Business owners fume over lack of clarity in next steps of Covid plan

October 22, 2021

There's still anger from many business owners about the lack of clarity on the next steps.

A rescue package worth billions of dollars for desperate businesses is being welcomed, but many business owners are angry over the lack of clarity on its next steps.

Mint Hairdressing, a popular salon on Auckland's North Shore, is among the businesses sitting empty for nine weeks with no opening date in sight.

“If I'm double vaccinated and my clients are double vaccinated, that we're moving forward with this a lot sooner than it being dragged out to the 29th of November,” Mint Hairdressing’s Karen Erp said.

“We're talking about vaccine passports so why is that not happening now?”

Hairdressers are among those desperate to open, but instead of a date, the Government has dished out cash, doubling the resurgence payment to a maximum of $43,000 per business.

“This is targeted to small and medium enterprises. These are the people who employ the workers around New Zealand,” Finance Minister Grant Robertson said in a media conference on Friday.

Opposition leader Judith Collins said she has received messages from people looking to, or are, closing their businesses after weeks of lockdown, with “everything they have saved for, worked for, gone”.

“We've got the Prime Minister Jacinda Ardern standing there with a stop sign before you even get to the traffic lights,” she said.

The road ahead still features the wage subsidy, which costs $940 million a fortnight.

"We can see that there's a pathway ahead, maybe a few potholes in the pathway in terms of getting to 90 per cent," the Employers and Manufacturers Association (EMA)'s Brett O'Riley said.

“It's great to have some light at the end of the tunnel. We can see the target,” Monsoon Poon Wellington’s Mike Egan added.

1News spoke to a number of business owners on Friday, some who say the unvaccinated are holding those who are vaccinated to ransom.

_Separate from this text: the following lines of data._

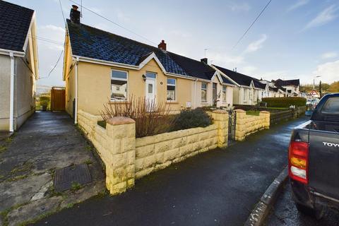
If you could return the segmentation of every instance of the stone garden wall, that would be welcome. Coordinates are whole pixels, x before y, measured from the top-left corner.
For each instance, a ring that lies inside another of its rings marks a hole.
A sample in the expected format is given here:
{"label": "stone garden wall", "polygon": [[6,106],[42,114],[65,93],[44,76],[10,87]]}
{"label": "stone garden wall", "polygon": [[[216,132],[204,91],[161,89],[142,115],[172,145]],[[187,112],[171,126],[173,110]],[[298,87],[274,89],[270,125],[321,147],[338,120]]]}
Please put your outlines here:
{"label": "stone garden wall", "polygon": [[141,138],[136,138],[135,121],[129,118],[112,118],[104,129],[97,125],[97,117],[79,110],[78,122],[105,165],[107,189],[116,194],[133,186],[136,178],[199,153],[226,147],[228,113],[217,110],[212,117],[213,124],[205,128]]}
{"label": "stone garden wall", "polygon": [[256,131],[270,128],[270,112],[262,111],[258,116],[247,115],[242,109],[236,109],[235,140],[244,141]]}

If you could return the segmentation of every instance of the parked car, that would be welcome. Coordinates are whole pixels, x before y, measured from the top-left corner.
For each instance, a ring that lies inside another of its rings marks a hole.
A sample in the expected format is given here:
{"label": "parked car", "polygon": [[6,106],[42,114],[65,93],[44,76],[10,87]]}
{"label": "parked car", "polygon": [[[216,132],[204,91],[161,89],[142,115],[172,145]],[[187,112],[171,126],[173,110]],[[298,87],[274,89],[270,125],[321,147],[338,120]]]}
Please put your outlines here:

They added that while they welcome the extra financial help, many are angry at the lack of clarity around when they can open and how the vaccine certificates will work, although most welcome the idea.

Mint Hairdressing on Auckland's North Shore.

“We've seen it work overseas. Again, it's another sort of carrot for people to go out and get vaccinated,” Egan said.

There’s also a slight boost for those on lower incomes, allowing more people to receive hardship grants.

The new traffic light system will also see businesses heavily impacted by the lockdown receive a “transition grant”.

However, Robertson told reporters his personal preference was for payments to “not be made available to those businesses that should be operating using a vaccine certificate regime but choose not to”.